Józef Lewoniewski (20 March 1899 – 11 September 1933) was a Polish military and sports aviator. He was a brother of the Soviet aviator Sigizmund Levanevsky.

He was born in Russia to a Polish family. In May 1919 he returned to independent Poland and served in the Polish Army, in a cavalry, during Polish-Soviet war. In 1923 he volunteered for the air force and completed an aviation school in Bydgoszcz, then in France. He served as a fighter pilot, in a rank of Flying Captain (kapitan pilot).

Lewoniewski was also active in sports flying. In 1930 he participated in Challenge 1930 International Tourist Aircraft Contest, flying PWS-51, but he had to withdraw due to oil pipe damage. On 15 August 1931 he flew a PWS-52 plane around Poland non-stop in 12 hours 35 minutes, covering 1755 km. On 1 September 1931 he flew the same plane from Warszaw to Saloniki and back (2700 km). Next he came with an idea of flying around the world in PWS-52 aircraft, but it was abandoned due to lack of funding. From March 1933 he worked in Aviation Technical Research Institute in Warsaw as a test pilot.

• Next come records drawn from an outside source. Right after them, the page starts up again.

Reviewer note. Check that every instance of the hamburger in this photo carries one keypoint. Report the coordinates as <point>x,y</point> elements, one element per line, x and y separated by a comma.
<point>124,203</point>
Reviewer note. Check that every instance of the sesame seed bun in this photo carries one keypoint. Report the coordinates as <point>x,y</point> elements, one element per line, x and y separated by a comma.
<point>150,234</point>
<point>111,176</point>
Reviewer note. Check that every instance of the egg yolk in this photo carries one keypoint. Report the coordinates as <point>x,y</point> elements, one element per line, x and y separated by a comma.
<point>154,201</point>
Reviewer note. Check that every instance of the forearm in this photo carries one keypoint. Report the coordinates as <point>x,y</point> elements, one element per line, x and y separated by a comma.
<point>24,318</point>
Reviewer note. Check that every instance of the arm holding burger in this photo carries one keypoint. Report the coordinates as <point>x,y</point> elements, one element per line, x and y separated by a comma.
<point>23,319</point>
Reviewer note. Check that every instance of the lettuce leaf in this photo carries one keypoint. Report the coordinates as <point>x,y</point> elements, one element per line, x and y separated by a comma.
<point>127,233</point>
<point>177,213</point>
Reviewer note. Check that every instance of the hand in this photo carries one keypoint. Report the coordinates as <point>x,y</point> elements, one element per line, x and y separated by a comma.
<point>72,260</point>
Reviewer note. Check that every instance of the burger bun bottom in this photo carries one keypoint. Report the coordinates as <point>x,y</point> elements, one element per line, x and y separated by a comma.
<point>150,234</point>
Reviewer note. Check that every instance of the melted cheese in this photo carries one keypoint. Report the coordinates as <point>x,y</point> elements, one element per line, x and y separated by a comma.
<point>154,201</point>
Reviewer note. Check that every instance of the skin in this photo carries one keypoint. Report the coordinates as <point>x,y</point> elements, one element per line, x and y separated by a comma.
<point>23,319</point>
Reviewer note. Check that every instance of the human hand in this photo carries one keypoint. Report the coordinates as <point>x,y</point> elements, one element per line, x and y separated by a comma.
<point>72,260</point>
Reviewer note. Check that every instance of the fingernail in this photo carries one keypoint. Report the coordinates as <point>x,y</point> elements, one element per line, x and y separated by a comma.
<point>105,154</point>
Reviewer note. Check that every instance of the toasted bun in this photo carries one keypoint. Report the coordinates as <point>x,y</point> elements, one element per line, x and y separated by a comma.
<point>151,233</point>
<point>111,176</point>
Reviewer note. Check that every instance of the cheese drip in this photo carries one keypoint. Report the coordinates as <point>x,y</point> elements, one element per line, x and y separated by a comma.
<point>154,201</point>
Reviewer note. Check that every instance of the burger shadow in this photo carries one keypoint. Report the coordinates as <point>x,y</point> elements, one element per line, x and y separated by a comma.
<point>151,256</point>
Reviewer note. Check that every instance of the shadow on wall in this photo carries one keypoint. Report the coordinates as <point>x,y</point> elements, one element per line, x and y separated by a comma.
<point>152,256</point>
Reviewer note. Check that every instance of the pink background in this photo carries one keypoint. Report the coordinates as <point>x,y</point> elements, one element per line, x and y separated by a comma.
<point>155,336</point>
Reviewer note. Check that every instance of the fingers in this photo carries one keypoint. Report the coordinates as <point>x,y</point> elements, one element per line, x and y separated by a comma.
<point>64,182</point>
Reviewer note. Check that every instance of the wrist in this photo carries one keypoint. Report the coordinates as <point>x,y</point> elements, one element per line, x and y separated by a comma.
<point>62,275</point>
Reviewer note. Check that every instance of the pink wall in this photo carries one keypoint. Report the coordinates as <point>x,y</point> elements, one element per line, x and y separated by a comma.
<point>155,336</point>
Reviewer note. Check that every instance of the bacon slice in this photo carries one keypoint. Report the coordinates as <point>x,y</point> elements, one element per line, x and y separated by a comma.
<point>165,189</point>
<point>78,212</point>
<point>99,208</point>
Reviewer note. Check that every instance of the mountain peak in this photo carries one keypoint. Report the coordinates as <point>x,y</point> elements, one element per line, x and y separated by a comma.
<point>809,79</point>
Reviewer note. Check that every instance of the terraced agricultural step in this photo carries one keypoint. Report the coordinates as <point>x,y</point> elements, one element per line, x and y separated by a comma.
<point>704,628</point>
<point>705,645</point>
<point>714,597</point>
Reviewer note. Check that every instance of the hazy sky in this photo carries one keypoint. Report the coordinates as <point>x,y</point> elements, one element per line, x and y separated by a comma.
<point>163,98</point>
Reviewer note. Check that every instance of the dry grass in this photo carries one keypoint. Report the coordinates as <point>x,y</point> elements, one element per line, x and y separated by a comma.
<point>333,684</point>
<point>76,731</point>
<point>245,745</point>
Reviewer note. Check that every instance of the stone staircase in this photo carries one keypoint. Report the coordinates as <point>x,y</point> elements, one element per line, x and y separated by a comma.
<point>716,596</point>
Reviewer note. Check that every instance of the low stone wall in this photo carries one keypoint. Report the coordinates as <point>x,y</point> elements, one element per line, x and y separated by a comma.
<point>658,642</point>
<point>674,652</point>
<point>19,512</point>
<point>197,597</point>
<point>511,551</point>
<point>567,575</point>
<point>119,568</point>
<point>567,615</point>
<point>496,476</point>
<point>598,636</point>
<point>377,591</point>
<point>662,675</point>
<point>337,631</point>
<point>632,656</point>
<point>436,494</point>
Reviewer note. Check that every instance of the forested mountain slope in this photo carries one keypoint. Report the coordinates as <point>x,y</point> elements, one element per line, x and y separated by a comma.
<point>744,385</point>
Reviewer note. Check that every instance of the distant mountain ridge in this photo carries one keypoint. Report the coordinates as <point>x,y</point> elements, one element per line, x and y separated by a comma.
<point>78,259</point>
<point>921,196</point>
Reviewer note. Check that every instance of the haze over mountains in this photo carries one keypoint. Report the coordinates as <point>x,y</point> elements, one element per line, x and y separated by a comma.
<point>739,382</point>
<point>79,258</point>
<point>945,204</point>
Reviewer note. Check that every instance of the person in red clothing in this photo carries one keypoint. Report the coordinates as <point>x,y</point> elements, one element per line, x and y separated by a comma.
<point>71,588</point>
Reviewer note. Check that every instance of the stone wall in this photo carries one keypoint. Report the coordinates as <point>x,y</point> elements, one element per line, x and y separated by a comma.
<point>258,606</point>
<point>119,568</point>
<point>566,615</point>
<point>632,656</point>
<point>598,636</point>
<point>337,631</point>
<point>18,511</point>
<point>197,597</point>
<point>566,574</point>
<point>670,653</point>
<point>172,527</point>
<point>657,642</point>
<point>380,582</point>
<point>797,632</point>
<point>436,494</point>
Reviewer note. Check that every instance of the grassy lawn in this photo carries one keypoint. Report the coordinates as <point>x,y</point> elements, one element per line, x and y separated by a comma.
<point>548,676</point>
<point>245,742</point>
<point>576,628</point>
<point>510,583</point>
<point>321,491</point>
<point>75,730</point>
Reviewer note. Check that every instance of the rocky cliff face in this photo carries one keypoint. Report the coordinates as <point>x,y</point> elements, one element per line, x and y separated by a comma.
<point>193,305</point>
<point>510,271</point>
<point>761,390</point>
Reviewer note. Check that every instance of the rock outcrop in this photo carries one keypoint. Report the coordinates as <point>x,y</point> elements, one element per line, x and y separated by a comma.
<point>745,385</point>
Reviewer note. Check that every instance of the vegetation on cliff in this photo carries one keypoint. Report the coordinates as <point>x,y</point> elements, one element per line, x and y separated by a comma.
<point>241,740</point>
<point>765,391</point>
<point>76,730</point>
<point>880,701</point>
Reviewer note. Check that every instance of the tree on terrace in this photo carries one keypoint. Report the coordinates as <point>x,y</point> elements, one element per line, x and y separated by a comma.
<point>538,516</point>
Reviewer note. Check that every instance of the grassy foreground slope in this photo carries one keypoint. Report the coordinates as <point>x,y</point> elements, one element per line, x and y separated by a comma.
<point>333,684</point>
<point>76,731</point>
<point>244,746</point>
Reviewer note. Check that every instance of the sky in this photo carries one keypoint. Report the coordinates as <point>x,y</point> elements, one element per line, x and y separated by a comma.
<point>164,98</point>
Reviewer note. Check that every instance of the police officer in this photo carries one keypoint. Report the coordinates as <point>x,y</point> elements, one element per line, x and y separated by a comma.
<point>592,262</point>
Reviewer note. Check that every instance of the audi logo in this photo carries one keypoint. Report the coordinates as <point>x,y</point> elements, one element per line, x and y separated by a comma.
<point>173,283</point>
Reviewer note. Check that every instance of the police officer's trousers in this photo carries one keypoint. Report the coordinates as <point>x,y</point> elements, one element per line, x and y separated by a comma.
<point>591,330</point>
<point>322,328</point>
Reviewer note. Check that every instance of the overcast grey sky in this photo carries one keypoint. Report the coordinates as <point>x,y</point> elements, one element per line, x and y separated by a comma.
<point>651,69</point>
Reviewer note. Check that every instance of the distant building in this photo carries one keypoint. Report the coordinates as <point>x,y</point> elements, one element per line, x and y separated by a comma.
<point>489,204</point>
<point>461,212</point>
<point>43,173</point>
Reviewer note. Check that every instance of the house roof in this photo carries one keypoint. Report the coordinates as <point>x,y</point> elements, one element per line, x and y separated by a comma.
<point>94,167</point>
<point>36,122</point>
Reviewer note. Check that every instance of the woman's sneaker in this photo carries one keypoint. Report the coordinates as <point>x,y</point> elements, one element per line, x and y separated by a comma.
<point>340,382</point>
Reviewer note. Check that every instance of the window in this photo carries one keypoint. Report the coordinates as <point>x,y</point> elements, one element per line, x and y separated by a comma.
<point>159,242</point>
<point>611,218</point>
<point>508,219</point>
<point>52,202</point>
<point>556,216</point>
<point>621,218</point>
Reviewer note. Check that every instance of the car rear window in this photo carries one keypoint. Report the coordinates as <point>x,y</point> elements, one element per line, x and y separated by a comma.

On 11 September 1933 Józef Lewoniewski with Colonel Czesław Filipowicz, attempted at breaking world's record of flight distance in tourist planes category, on Warsaw - Krasnoyarsk route, flying modified PZL.19 plane. After 8 and a half hours, the plane went into a spin due to an air turbulence, it was brought under control, but it was too low and it hit the ground near Kazan. Lewoniewski was killed, while Filipowicz was slightly injured.